Man kann zwar sagen: „Geh her!“, doch das klingt weder hochsprachlich noch nach einer ernst gemeinten Aussage. Mein fränkischer Großvater sagte dies als Ausruf des Unglaubens: „Geh her!“, will heißen: „Ich glaube Dir kein Wort.“

Genauso ist es mit „Komm hin“. „Hin kommen“ bedeutet nicht dasselbe wie „hin gehen“. „Hin kommen“ beschreibt den Prozess, zu einem anderen Ort zu gelangen. Ein Schwerpunkt auf die Ausgestaltung des Weges, mitunter eine größere Anstrengung steckt darin.

Raus und rein

Die Nazi-Parole „Ausländer raus!“ ist nicht nur dumm. Sie ist auch noch sprachlich falsch. Da „raus“ die Kurzform von „heraus“ ist, fordern die Faschisten, dass die Angeschrienen sich gegen die Sprechrichtung zu ihnen her begeben sollen. Die Nazis müssten außerhalb des Ortes stehen, den „Ausländer“ ihrer Meinung verlassen sollen. Bei einem Gebäude, das fackel- und springerstiefeltragende Paramilitärs umzingeln, würde schrecklicherweise die Parole sprachlich Sinn ergeben. Als Allgemeinforderung bedeutet „Ausländer raus“ vom Standpunkt Deutschland semantisch korrekt interpretiert, dass Ausländer „heraus“ aus dem Ausland kommen sollen: rein nach Deutschland.
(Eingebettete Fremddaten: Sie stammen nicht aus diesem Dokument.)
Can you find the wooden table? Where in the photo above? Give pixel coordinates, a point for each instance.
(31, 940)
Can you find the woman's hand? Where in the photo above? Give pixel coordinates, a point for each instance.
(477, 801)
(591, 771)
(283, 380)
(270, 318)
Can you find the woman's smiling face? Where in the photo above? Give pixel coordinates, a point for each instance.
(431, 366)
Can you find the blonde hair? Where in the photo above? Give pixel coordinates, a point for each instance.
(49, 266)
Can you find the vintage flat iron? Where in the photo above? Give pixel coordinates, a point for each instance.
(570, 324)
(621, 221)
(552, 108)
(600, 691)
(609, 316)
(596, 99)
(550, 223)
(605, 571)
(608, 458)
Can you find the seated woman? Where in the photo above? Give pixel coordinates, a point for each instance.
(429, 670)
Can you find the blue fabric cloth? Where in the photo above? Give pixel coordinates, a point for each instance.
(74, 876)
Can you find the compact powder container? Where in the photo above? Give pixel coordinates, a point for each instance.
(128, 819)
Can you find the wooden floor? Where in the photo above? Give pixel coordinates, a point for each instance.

Diese Dummheit fällt auf sprachlicher Ebene leider nicht mehr auf. Die gegenwärtige Sprache unterscheidet nicht mehr präzise bei den Vorsilben. Meine Großmutter aus der Aschaffenburger Gegend schickte mich noch „nuff“ (hinauf), wenn ich in den ersten Stock „hinaufgehen“ sollte, oder sie ging „nunne“ (hinunter), wenn sie sich vom ersten Stock zur Küche ins Erdgeschoss begab. Man ging mittags „naus“ (hinaus) in den Garten und hinterher wieder „nei“ (hinein) ins Haus. Verkroch ich mich unter der Eckbank, rief sie mich korrekterweise „Kimm raus“ (heraus). „Kimmt rei“ (herein), sagte sie, standen wir als Besuch vor der Tür.
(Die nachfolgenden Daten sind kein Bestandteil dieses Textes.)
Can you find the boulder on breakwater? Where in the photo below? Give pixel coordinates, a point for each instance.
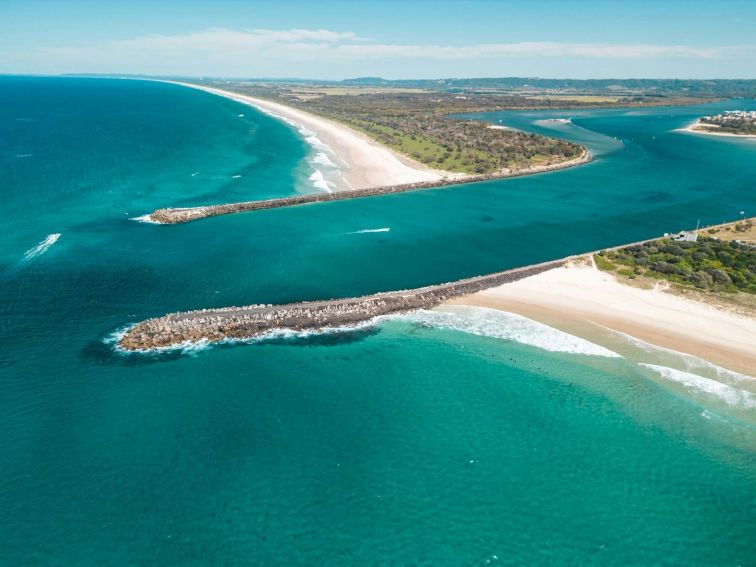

Und wie merke ich mir das jetzt?

Wo mir die Unterschiede besonders deutlich wurden, war, als ich die Richtungsangaben und Sprech-Standorte auf eine Gebäudesituation übertrug und Pfeile mit Ausgangs- und Zielpunkten vorstellte. Stellen Sie sich ein Haus vor. Es gibt innen und außen. Da lassen sich folgende Aussagen unterscheiden:

„Herein“ / „rein“

Die sprechende Person steht innerhalb des Gebäudes. Sie bittet an der Haustüre die Besuchenden „herein“ zu sich selbst oder ruft das außerhalb spielende Kind durchs Fenster „herein“ zum in Sprechnähe befindlichen Essen. Segenssprüche sagen: „Tritt herein, bring Glück ins Heim.“

„Heraus“ / „raus“

Die sprechende Person steht außerhalb des Gebäudes. Sie bittet an der Haustüre die Bewohnenden nach außen. Die Spielkameraden rufen das Kind in seinem Zimmer: „Komm raus!“ und wollen, dass es dem besseren Spiel an ihrem Standpunkt, außerhalb, beiwohnt.

„Hinein“

Die sprechende Person steht außerhalb des Gebäudes. Sie schlägt Begleitern oder sich selbst vor, das Gebäude zu betreten – also weg vom Standpunkt außen „hin“ nach innen.

„Hinaus“

Die sprechende Person steht innerhalb des Gebäudes. Sie schlägt Begleitern oder sich selbst vor, das Gebäude zu verlassen – also weg vom Standpunkt innen, „hinaus in die Welt“.

Übertragener Sinn

Für Zustände eignen sich „hin und her“ auch. „Hin“ ist die Kurzform für „hinüber“, defekt, kaputt, tot. „Es ist hin!“, bedeutet, etwas hat die Schwelle zwischen Diesseits und Jenseits überschritten – und die Diesseitigen verlassen. „Her“ gibt es in dem Sinn zwar nicht einzeln. Allerdings lässt sich etwas „herstellen“ oder „wiederherstellen“. Dann ist es nicht mehr jenseitig, sondern hat wohl einen Zustand erreicht, der beim erwartbaren Standpunkt liegt. Ist der voraussichtlich noch länger nicht erreicht, muss man noch auf ihn „hinarbeiten“.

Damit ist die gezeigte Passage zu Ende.